Coarse-Grained Models for Automated Fragmentation and Parametrization of Molecular Databases by Johannes G. E. M. Fraaije*†‡, Jan van Male‡, Paul Becherer‡, and Rubèn Serral Gracià‡
November 2, 2016, Journal of Chemical Information and Modeling, Copyright © 2016 American Chemical Society
We calibrate coarse-grained interaction potentials suitable for screening large data sets in a top-down fashion.
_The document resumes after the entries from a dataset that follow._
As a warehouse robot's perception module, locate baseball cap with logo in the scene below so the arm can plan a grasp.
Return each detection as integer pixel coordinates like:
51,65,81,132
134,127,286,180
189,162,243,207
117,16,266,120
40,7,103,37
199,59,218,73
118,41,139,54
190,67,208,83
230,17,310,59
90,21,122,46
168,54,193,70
Three new algorithms are introduced: (i) automated decomposition of molecules into coarse-grained units (fragmentation); (ii) Coarse-Grained Reference Interaction Site Model—Hypernetted Chain (CG RISM-HNC) as an intermediate proxy for dissipative particle dynamics (DPD); and (iii) a simple top-down coarse-grained interaction potential/model based on activity coefficient theories from engineering (using COSMO-RS). We find that the fragment distribution follows Zipf and Heaps scaling laws. The accuracy in Gibbs energy of mixing calculations is a few tenths of a kilocalorie per mole. As a final proof of principle, we use full coarse-grained sampling through DPD thermodynamics integration to calculate log POW for 4627 compounds with an average error of 0.84 log unit. The computational speeds per calculation are a few seconds for CG RISM-HNC and a few minutes for DPD thermodynamic integration.